Types of Varicose Veins: Telangiectases

Varicose Veins refer to a condition of the blood vessels wherein the veins are unusually enlarged (dilated) or swollen. Such veins become easily visible as they develop a dark coloration and are prone to becoming painful. Among the various types of varicose veins, Telangiectases is quite common.

Understanding Telangiectases

Just like most cases of varicose veins, the exact reason for Telangiectases is usually not known. However, Telangiectases has been associated with cases of rosacea and among people undergoing long-term topical therapy with corticosteroids. Telangiectasia is commonly seen as a genetic condition where it is present in the form of dark-red veins among newborns. Telangiectases is also associated with long-term exposure to sun and old age. Unlike most types of varicose veins, Telangiectases may not be painful.

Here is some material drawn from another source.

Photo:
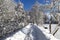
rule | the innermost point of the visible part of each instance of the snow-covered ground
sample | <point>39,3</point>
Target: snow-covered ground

However, it has an equally damaging effect on the appearance of the individual. Telangiectases is more common on the face of newborns and thighs and legs of adults. Some Telangiectases are soft in nature, i.e. they have a light hue of red and can be pressed upon and this makes them disappear for a few minutes. However, other Telangiectases can be quite sturdy and have a very dark coloration.

Types of Telangiectases

Providing a very clear demarcation of various types of Telangiectases is difficult since there are so many variations. However, most cases of Telangiectases are grouped under:

  • Angioma Serpiginosum—symptoms include very minute blood vessels that are extremely superficial in nature, i.e. clearly visible, appearing as if the red-colored blood vessels are protruding through the skin. However, instead of having long, linear structure, most cases of Angioma Serpiginosum show the development of characteristic, dot-like reddened clusters. Bleeding and inflammation in this form of Telangiectases are rare.
  • Ataxia Telangiectasia—this is an inherited form of Telangiectases. The characteristic symptom is the lack of coordination or ataxia and respiratory problems in the affected baby. The venous swelling has a spider web-like pattern.
  • Infantile Hemangioma—a benign condition of blood vessels where the cells lining the blood vessels are unable to contain the pressure of blood and are extremely vulnerable to dilatation. This is also an inherited form of Telangiectases, commonly visible in the child, a few months after birth.